The promise of mobile devices to generate new payment transactions and better service for bank customers comes with a big potential downside. Risk-control executives strongly believe fraudsters have their eyes on smart phones and related mobile devices, according to new research from Aite Group LLC.

Asked if “mobile fraud is the next big point of exposure in financial-services fraud,” 38% of an international group of executives from banks, card issuers, payment processors, gateways, and related companies Aite surveyed at a conference last month strongly agreed and another 50% agreed, while only 13% disagreed.

On the other side of the coin, 42% of respondents strongly disagreed with the statement that “the concern about mobile security is overblown” and another 25% disagreed. Two-thirds of Aite’s respondents claimed their institutions already were working on fraud-prevention technology while 25% said they expected their organizations to do so but were waiting to see what kind of threats emerge. Only 8% said nothing was in the works.

“The overwhelming response was yes, indeed, this is something folks are concerned about,” says Julie Conroy McNelley, senior analyst at Boston-based Aite Group. “One of the biggest fears out there is the fear of the unknown. Everybody fully expects there’s going to be some holes that the bad guys are going to find that we’re not even thinking about.”

Aite’s respondent base of 24 executives at the FICO World 2011 conference in New York City was too small to draw statistically valid conclusions, but the survey findings generally reflect concerns about mobile commerce’s vulnerabilities that are beginning to get attention in the payments industry and the press. The worries come as the increasing adoption of smart phones and tablet computers position m-commerce for an expected boom. Research firm eMarketer Inc. estimates U.S. m-commerce sales will reach $6.7 billion this year, a tiny fraction of overall retail sales but a 91.4% increase over $3.5 billion in 2010. Next year, New York City-based eMarketer predicts sales will rise another 73.1% to $11.6 billion.

Online commerce and mobile commerce share many technological underpinnings but only 37% of Aite respondents reported their firms have an integrated fraud-prevention strategy for their online and mobile channels. “That was another area that really surprised me,” says McNelley. “What I think this is attributable to is the relative nascency of the mobile platform.”

Banks and processors deploy a number of different tactics and technologies to secure their mobile channels. Aite’s results show the most popular is the PIN in either its static or dynamic (variable) form, used by 43% of respondents today with another 43% planning to use it within two years. Only 14% said they have no plans to use PINs.

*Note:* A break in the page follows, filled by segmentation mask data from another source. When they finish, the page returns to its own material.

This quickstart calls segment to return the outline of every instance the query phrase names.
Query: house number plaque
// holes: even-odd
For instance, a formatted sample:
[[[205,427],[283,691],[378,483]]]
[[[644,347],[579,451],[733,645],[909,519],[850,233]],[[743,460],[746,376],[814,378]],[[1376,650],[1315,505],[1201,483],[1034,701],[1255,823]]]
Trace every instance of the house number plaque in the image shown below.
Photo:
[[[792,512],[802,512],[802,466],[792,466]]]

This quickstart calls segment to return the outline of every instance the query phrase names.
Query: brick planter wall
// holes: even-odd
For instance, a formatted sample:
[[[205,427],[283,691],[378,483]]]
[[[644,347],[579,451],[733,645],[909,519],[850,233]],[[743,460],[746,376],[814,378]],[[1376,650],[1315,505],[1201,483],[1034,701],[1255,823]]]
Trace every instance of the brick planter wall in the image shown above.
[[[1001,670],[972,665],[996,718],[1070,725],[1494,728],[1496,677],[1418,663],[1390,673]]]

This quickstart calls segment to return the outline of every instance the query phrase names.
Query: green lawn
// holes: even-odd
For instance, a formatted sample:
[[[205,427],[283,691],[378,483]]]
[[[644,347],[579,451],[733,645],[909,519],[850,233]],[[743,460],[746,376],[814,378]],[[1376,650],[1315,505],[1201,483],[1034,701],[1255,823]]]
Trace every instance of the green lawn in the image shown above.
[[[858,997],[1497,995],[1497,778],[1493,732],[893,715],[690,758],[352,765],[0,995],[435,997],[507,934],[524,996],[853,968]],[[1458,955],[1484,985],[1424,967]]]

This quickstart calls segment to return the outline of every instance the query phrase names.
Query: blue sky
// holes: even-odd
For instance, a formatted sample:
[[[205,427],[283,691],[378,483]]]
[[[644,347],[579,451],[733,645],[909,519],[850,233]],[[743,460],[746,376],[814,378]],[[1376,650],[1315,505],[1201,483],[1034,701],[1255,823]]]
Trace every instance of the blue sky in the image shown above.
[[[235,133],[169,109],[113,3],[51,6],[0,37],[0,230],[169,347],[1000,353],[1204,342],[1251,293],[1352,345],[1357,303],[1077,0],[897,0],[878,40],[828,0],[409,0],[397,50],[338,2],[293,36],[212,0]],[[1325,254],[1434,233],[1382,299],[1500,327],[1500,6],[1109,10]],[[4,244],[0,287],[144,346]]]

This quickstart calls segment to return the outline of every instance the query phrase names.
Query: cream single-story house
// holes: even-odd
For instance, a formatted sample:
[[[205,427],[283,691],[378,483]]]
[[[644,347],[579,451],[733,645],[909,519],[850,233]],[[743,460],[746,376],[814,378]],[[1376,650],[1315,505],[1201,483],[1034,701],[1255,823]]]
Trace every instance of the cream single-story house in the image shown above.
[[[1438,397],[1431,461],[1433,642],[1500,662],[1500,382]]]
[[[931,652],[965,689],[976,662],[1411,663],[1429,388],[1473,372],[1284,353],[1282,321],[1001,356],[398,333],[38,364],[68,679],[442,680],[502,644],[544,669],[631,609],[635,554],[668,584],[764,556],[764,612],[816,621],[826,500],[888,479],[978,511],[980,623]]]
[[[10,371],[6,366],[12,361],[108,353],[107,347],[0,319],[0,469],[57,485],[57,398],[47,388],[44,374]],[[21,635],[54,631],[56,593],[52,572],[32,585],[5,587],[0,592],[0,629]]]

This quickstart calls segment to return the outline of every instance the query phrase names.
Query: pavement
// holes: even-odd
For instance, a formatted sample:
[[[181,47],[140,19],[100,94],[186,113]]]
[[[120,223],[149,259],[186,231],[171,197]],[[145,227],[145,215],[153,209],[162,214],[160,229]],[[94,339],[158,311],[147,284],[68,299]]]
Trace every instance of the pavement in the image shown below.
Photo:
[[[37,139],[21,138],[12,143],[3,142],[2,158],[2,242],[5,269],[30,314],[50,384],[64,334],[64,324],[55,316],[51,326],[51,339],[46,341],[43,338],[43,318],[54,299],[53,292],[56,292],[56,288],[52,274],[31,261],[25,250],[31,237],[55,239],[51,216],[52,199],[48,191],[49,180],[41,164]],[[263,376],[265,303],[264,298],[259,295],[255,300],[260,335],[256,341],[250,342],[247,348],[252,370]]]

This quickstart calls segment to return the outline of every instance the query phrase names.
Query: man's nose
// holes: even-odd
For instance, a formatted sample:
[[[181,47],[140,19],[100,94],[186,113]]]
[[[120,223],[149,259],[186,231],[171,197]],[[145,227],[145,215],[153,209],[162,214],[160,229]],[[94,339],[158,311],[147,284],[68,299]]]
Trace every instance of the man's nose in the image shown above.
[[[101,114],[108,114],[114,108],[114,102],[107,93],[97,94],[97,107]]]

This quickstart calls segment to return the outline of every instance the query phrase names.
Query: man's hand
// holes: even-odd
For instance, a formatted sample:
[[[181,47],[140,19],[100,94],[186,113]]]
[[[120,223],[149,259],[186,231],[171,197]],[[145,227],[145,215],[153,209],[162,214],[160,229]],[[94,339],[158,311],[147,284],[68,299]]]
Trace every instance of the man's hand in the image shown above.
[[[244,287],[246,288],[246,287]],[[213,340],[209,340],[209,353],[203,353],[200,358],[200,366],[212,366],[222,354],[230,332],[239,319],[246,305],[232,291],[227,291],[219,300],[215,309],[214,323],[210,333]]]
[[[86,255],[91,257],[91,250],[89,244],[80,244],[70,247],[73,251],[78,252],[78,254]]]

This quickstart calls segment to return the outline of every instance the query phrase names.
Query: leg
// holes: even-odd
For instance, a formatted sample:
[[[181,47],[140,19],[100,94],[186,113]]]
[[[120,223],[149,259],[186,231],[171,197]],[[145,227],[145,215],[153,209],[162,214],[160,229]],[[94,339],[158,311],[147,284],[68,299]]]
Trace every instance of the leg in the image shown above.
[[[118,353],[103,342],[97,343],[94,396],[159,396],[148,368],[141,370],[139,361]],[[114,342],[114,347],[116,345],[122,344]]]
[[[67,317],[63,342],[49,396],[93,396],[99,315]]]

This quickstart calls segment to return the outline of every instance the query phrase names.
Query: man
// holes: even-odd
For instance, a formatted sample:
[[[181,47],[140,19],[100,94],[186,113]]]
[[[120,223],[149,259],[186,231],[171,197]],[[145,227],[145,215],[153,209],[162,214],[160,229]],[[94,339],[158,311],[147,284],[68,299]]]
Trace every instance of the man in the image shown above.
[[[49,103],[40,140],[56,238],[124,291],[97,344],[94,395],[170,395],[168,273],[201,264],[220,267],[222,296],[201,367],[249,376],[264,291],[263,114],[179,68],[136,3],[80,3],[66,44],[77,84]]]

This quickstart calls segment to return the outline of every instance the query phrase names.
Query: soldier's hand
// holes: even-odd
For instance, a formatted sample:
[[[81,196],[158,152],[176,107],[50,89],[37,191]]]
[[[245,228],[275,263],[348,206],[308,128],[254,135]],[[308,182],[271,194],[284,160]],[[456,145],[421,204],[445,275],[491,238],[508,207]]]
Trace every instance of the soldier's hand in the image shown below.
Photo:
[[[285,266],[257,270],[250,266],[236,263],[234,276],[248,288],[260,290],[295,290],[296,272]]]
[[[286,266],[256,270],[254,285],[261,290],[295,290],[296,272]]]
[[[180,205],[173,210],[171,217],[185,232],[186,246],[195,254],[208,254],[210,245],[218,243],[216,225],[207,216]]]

Some 40% of respondents said they were using chip-based technologies drawing on the embedded SIM cards or micro Secure Digital (SD) cards in mobile devices to store the so-called secure element in an encrypted manner. Another 35% said they plan to adopt chip-based security within two years while 25% said they have no plans to use it.

Knowledge-based authentication, which involves multiple-choice questions, is used by 40% of respondents for mobile security, another 40% plan to use it within two years and 20% have no plans to use it. Biometrics claims 10% of Aite’s respondents as users with another 38% planning to adopt them in 24 months. Fifty-two percent have no plans to deploy biometrics, which consists of several technologies with varying degrees of effectiveness, cost and ease of implementation.

Another technology is so-called complex device-printing, which examines identifiable hardware and software attributes of a computer or mobile device to find digital fingerprints that indicate possible fraud. Twenty-four percent of Aite’s respondents use device-printing and 38% plan to do so within two years. Respective figures for another technology, behavior analytics, are 33% and 48%.

Minneapolis-based Fair Isaac Corp., the developer of the ubiquitous FICO score used by lenders to assess borrower risk and other data-based fraud-prevention products, sponsored the FICO World 2011 conference.